Ивар Калныньш: К распаду СССР я и мои друзья отнеслись с некоторой иронией

update: 03-10-2022 (12:42)

Многие представители творческого цеха, преуспевшие во времена “развитого социализма”, оценивают действия Путина как возвращение к светлому прошлому, намеренно не замечая, а иногда и поддерживая вопиющие “перегибы” нынешней российской внутренней и внешней политики. Поэтому среди оценок недавнего инстаграм-манифеста Аллы Пугачевой даже появлялось мнение, что чуть ли не сам Советский Союз в лице Примадонны отмежевался от кремлевского курса. Ивара Калныньша, конечно же, с Советским Союзом отождествлять не стоит, но он в какой-то мере был одним из его символов, секс-символом “первого в мире социалистического государства” и героем-любовником союзного масштаба. Конечно, на экране. Что думает он о своем прошлом, о стране, которой бредит российская пропаганда, и о стране-наследнице, популярнейший актер согласился рассказать читателям сайта Каспаров.Ru.

— Ивар, как получилось, что вы не были ни пионером, ни комсомольцем?

— Не потому, что я какой-то “анти”. Пионером я не стал, потому что мой дядя сидел в Воркуте. Ему дали двадцать лет. И мама сказала: “Пока мой брат в Воркуте, вы с братом не будете пионерами”. Я в школе поднял руку, и со мной еще несколько одноклассников, и мы сказали: “Можно, мы не будем пионерами?” Комсомольцем я не стал, потому что учился в вечерней школе, все, кто там учился, были в комсомольской ячейке по месту работы. В вечерней школе ее попросту не было, так что никто особенно не пытался затянуть меня в ряды комсомольцев, а сам я, конечно, не стремился.

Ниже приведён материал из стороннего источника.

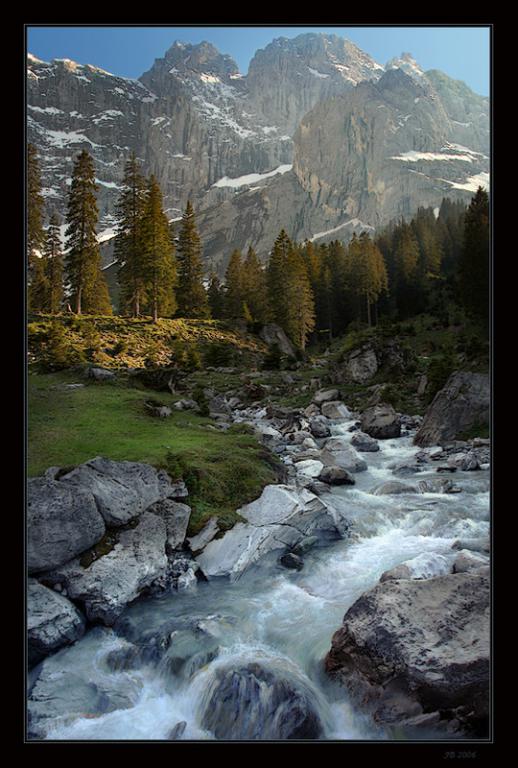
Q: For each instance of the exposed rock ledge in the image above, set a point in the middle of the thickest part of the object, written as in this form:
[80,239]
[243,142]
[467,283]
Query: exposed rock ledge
[416,654]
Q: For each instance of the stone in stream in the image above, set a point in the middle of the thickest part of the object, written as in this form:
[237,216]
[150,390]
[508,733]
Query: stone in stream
[52,621]
[253,702]
[460,405]
[381,422]
[363,442]
[411,647]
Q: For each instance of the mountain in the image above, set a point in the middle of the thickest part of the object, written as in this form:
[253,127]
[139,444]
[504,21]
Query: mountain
[317,138]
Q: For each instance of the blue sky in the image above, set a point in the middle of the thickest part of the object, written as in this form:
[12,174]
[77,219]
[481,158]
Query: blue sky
[461,52]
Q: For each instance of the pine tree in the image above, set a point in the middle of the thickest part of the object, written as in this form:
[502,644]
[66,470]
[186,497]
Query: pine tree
[128,246]
[215,297]
[35,205]
[53,259]
[192,297]
[158,270]
[255,288]
[234,291]
[474,264]
[83,260]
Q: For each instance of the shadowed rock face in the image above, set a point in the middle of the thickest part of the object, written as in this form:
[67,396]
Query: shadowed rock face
[411,648]
[316,102]
[460,405]
[252,702]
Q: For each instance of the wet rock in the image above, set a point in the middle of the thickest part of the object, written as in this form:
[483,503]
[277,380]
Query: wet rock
[393,487]
[468,561]
[105,588]
[363,442]
[424,566]
[319,427]
[122,489]
[335,409]
[325,396]
[291,560]
[62,521]
[177,731]
[252,702]
[381,422]
[411,647]
[460,405]
[208,532]
[336,476]
[52,621]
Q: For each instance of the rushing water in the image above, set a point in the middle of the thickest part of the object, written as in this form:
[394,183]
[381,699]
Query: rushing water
[279,618]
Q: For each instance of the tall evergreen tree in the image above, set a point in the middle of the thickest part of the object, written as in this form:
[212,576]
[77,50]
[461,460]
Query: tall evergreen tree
[474,268]
[158,270]
[255,288]
[35,205]
[53,260]
[83,260]
[192,297]
[128,247]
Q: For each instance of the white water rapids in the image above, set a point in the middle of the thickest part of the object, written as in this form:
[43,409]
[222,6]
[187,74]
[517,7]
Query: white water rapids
[282,618]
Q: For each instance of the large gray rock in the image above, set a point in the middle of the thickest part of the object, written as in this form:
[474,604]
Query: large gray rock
[122,489]
[52,621]
[460,405]
[62,521]
[381,422]
[412,647]
[253,702]
[280,518]
[137,562]
[361,364]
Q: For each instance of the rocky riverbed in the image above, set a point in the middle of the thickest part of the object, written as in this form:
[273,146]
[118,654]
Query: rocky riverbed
[136,632]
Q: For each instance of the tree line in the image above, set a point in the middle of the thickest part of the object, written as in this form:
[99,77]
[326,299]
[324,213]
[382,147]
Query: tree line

— Дядя вам рассказывал о Воркуте?

— Да, конечно. Он отсидел одиннадцать лет, с криминалитетом, как политзек. Фактически ни за что. А при Хрущеве ему сказали: “Нет состава преступления, поезжай домой”. После возвращения он прожил всего пять лет. Никто и никогда даже не извинился перед ним.

Но я знаю не только историю дяди, у меня и другие родственники были репрессированы. Еще до войны, в 1941 году членов моей семьи депортировали из Латвии. 14 июня эшелоны с местными жителями уходили из Риги на восток. Женщин и мужчин высылали отдельно. Мужчины почти все пропали. Женщин с детьми везли в вагонах для скота до Красноярска. Они еще не успели добраться до конечной точки высылки, когда началась война. Потом их сплавляли по Енисею вниз, где Дудинка, моя жена там родилась — поселок Усть-Порт, Таймырский район.

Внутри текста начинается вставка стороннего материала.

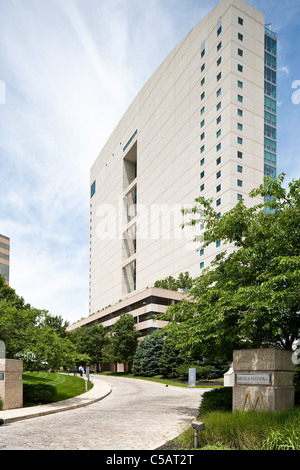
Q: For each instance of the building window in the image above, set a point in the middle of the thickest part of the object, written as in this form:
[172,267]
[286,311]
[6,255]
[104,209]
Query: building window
[93,189]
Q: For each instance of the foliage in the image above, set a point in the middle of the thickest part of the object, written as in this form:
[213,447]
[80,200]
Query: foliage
[184,282]
[38,393]
[33,335]
[147,356]
[123,339]
[170,359]
[202,372]
[251,430]
[219,399]
[67,386]
[250,297]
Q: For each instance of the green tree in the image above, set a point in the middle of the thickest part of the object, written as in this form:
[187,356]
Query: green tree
[170,359]
[250,296]
[184,281]
[18,321]
[123,339]
[148,354]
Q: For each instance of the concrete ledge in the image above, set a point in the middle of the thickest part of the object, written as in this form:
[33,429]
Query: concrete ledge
[97,393]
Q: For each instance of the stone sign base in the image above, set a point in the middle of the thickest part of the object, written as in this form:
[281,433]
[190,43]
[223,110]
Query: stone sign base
[263,380]
[11,384]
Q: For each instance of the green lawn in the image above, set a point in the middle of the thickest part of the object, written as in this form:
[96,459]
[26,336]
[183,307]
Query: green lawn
[67,386]
[159,379]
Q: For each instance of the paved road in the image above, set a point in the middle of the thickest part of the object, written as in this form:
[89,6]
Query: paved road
[137,415]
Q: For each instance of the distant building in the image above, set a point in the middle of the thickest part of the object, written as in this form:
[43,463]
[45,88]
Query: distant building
[4,257]
[143,306]
[203,125]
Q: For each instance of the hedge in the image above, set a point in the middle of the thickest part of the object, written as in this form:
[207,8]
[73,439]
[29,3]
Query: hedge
[39,393]
[219,399]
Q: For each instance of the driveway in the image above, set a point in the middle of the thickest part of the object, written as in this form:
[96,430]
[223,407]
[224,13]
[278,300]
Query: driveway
[137,415]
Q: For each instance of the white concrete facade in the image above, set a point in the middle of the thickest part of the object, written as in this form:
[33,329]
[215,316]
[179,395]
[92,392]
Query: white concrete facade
[195,129]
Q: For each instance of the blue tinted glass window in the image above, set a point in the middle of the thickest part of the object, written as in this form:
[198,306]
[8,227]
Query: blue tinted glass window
[93,188]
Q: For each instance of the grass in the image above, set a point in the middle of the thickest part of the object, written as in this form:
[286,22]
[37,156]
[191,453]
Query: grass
[66,386]
[161,380]
[251,430]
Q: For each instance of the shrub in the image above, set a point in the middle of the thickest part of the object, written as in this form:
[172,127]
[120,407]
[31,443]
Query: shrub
[202,372]
[219,399]
[39,393]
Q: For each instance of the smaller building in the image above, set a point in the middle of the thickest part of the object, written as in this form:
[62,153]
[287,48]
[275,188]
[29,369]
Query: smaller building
[142,305]
[4,257]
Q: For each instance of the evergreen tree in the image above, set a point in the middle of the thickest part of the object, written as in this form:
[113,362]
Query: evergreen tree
[147,356]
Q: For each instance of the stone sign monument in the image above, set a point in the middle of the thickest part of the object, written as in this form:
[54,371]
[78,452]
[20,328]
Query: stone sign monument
[11,384]
[263,379]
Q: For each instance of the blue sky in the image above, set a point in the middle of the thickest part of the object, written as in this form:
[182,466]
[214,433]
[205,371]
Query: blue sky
[68,71]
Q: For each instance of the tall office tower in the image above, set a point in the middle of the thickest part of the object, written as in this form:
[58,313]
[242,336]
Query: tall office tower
[203,125]
[270,102]
[4,257]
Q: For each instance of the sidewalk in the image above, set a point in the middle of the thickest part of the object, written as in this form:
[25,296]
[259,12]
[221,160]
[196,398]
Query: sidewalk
[99,391]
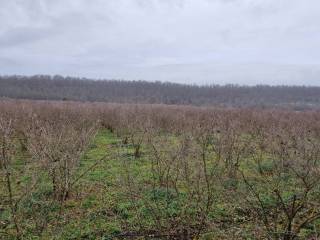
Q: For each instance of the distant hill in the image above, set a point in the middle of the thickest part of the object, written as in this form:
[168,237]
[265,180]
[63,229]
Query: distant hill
[45,87]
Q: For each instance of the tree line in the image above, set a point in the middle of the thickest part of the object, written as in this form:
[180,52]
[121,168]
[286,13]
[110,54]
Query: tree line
[44,87]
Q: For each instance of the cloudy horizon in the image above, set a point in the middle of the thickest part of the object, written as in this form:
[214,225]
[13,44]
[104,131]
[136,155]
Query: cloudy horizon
[244,42]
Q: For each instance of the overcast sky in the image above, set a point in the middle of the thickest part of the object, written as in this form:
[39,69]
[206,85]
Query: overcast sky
[187,41]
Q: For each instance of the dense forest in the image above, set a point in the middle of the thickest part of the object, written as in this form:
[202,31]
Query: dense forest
[44,87]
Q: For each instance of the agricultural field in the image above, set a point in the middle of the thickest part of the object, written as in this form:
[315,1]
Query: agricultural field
[72,170]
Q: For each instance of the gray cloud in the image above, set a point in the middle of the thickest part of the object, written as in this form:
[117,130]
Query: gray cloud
[192,41]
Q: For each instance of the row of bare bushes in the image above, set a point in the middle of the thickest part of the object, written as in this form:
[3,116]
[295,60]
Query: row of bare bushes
[262,165]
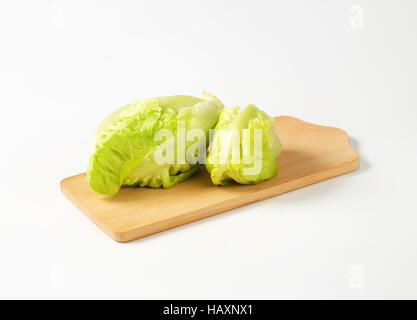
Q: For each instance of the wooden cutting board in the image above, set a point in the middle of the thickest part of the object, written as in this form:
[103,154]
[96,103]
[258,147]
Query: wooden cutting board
[311,153]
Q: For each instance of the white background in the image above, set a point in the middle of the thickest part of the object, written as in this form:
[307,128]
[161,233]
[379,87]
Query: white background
[351,64]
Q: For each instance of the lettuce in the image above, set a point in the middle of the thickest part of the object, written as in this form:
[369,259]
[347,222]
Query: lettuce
[127,147]
[244,147]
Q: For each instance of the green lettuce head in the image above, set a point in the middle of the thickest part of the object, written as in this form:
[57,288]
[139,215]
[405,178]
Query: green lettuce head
[244,147]
[156,142]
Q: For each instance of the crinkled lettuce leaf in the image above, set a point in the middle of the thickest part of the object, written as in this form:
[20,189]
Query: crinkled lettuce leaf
[244,147]
[124,146]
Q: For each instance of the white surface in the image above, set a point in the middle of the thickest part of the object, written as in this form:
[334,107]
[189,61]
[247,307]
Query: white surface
[65,65]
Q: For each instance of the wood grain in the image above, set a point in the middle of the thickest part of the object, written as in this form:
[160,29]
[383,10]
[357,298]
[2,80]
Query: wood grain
[311,153]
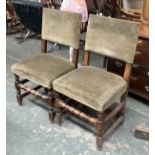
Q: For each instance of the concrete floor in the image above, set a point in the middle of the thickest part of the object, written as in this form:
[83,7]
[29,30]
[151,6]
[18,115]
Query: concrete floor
[29,131]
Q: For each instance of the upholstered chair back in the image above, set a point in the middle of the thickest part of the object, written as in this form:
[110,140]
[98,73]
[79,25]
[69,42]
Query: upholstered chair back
[111,37]
[66,32]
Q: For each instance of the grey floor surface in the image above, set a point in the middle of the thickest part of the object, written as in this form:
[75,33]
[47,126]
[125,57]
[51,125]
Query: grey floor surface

Только при Хрущеве смогли вернуться в Латвию те, кто захотел. Конечно, там образовались какие-то семьи, какие-то отношения, и кто-то навсегда остался оторванным от родины. Очень много подобных историй.

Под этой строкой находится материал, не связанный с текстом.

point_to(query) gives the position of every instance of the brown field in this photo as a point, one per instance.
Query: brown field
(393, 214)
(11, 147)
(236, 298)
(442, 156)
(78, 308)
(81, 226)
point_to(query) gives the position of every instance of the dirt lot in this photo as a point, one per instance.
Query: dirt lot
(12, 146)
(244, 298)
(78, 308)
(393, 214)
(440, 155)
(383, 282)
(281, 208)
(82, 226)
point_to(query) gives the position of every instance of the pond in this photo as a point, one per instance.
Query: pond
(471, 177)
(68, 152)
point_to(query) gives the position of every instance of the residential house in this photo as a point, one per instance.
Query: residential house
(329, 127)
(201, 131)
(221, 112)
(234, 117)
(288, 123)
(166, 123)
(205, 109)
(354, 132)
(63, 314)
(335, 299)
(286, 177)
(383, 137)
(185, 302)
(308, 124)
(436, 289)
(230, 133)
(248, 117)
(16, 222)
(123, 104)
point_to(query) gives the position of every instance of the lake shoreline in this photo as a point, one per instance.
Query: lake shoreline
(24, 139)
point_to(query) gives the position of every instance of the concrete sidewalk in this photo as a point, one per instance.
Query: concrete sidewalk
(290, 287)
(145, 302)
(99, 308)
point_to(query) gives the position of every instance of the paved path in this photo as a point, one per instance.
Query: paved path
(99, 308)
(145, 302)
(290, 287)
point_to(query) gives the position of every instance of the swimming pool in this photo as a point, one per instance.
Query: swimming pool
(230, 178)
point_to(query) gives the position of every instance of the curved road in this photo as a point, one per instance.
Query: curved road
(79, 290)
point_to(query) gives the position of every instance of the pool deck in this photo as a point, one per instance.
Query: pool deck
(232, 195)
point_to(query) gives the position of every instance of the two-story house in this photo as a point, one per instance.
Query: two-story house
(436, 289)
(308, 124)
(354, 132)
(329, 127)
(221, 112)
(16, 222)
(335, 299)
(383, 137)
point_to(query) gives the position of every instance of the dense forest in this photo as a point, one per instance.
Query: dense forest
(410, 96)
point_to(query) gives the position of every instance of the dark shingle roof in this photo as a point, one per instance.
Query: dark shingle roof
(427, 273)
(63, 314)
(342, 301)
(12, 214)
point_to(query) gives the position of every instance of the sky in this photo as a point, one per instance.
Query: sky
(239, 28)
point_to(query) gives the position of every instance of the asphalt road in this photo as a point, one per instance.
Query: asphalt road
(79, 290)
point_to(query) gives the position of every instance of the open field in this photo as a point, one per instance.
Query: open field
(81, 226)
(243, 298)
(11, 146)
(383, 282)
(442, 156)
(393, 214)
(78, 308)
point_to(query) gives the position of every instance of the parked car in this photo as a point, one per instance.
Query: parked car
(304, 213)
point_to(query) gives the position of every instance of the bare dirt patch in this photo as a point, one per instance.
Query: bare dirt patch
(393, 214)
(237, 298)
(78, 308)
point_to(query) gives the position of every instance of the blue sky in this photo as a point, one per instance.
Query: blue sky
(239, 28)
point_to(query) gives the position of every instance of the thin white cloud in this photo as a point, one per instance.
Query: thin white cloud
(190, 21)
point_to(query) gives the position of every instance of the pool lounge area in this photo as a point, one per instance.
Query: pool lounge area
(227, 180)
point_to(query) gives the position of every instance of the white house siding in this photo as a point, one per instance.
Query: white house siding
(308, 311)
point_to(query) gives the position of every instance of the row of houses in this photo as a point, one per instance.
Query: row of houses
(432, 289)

— Насколько популярный советский фильм “Долгая дорога в дюнах”, в котором затрагивается история депортации латышей, соответствует реальным событиям?

— Настолько, насколько это соответствовало советской идеологии. Давайте понимать, что автором сценария сериала является бывший первый секретарь Юрмальского горкома партии, откомандированный в Латвию из Украины, которому помогал профессиональный сценарист из Молдовы. Местному “кадру” никто бы этого не доверил.

— Ваша мама и представители ее поколения как воспринимали свою советскую реальность?

— Мои родители родились в начале века. Мама — в 1910-м, а в 1982-м ушла. Она воспринимала это как недоразумение. Однажды увидела в моем учебнике фотографию, где толпа людей, стоящая на рельсах, сфотографирована рядом с заводом ВЭФ, а над ними плакат на латышском языке: “Просим присоединить нас к Советскому Союзу”. И мама говорит: “Я тоже в этой толпе стою”.

Она только приехала в город из деревни и работала на заводе. И вот в 1940 году, когда вошли советские танки, к ним в цех ворвалось несколько вооруженных людей. Кто-то из них выстрелил в потолок, другой вырубил рубильник, и всех из помещения выгнали на улицу. Пока женщины не поняли, что происходит, два “освободителя” подняли этот плакат, а третий все это “единодушие” сфотографировал, после чего скомандовал: “Марш обратно к станкам”. И таким образом создавалась легенда о добровольном присоединении балтийских стран.

Уже тогда вся эта государственная конструкция была основана на вранье — вранье и еще раз вранье — а также на жестокости и запугивании.

— Когда вы решили стать актером, то мечтали о всесоюзной славе или хотели работать в театре, для латышского зрителя?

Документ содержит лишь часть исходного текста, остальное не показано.